Shillong, Oct 17: Vice President of India, Jagdeep Dhankar, on Wednesday lauded the “Meghalaya Model of Development” for a “Developed Meghalaya by 2032” but also cautioned that being a developed State is not easy as it requires certain elements, which take time.
Visiting the IT Park at Mawdiangdiang during his maiden visit to Shillong on Wednesday where he was given a detailed presentation by the Chief Minister Conrad K. Sangma on the way forward for Meghalaya to be a developed State by 2032, the Vice President said being a developed state is a serious business and GDP growth is not an indicator of it.
“Developed status has certain elements and they take time and Meghalaya under the leadership of Conrad K Sangma with the 10 Guarantees is aimed at making Meghalaya a developed state,” he observed.
He stated that it is equally important to take into consideration availability of resources and capacity of human resources while aspiring to be a developed state.
The Vice President also advised that in the developmental growth certain things have to grow on their own like roads, connectivity etc. but futuristic outlook in creating these infrastructures also needs to be kept in mind.
At the same time, he expressed happiness that while aspiring to be a developed state, Meghalaya’s focus was on fundamentals like education, health, technology, skill development, farming, sports and music etc.
Earlier, the Chief Minister Conrad K. Sangma said that Meghalaya has embarked upon a mission to push growth and development. He said that the state government has identified key areas to achieve the target of “Developed Meghalaya by 2032”, when the state celebrates its 60 years of statehood.
He told the vice president that “Meghalaya Model of Development” is laid on the foundation of four pillars – creating aspirations, collaborating with communities and stakeholders, capacity building and forging partnership.
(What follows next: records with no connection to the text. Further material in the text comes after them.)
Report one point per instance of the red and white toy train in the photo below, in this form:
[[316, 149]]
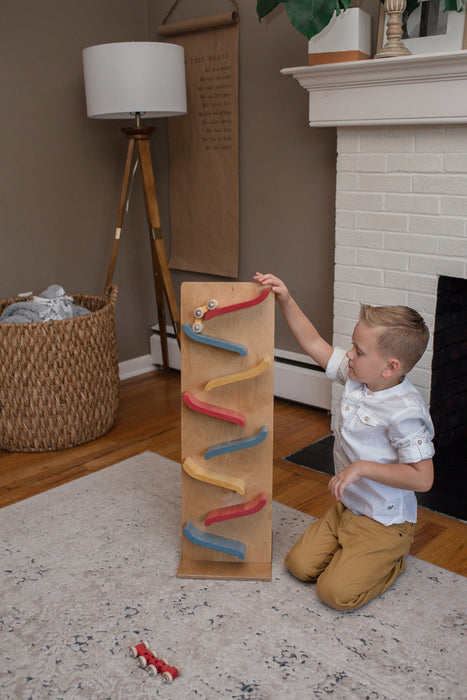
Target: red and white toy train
[[154, 665]]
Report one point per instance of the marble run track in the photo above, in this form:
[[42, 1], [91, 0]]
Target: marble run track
[[238, 511], [221, 544], [238, 376], [239, 444], [209, 409], [214, 342], [212, 307], [211, 477]]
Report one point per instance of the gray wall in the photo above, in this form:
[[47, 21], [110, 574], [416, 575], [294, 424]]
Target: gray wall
[[61, 172]]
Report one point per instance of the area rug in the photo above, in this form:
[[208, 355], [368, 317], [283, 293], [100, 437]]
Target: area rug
[[89, 568]]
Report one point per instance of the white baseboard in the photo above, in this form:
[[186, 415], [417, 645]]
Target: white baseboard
[[136, 366], [296, 377]]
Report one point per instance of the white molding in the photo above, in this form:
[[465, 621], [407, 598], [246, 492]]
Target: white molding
[[135, 367], [292, 382], [416, 89]]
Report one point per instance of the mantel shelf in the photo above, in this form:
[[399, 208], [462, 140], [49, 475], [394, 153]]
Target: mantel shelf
[[416, 89]]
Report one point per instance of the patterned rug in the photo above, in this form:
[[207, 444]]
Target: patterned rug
[[89, 568]]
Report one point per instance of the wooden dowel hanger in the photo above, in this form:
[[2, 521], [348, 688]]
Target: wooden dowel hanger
[[198, 24]]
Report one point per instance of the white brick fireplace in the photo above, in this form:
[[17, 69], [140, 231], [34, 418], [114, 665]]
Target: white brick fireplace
[[401, 189]]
Citing challenges of 7000 villages in the state, which are geographically remote, rural and hilly, the chief minister said, “We have identified the concerns and the problems of the state and have rolled out programmes to benefit the youth, women and the farmers. We are moving forward to propel the economic agenda of the state.”
He said that the GSDP of the state was far below the national average prior to 2020-21, but post 2021-22 the state has seen 15 per cent growth, with increase in investment in different social sectors, own tax collection going up, absorption of central taxes, and funding from the 15th Finance Commission including investment made through Externally Aided Projects (EAPs).
He also informed that the size of the state budget has increased from roughly Rs. 12,000 cr to Rs. 25,000 cr currently. He further said that the capital expenditure has increased by 2.75 times, amongst other initiatives taken by the government to accelerate growth.
He further told the Vice President on the ongoing initiative to promote value addition in agriculture sector, value chain and marketing, promoting of sports and music, education, healthcare, which have been prioritised by the government.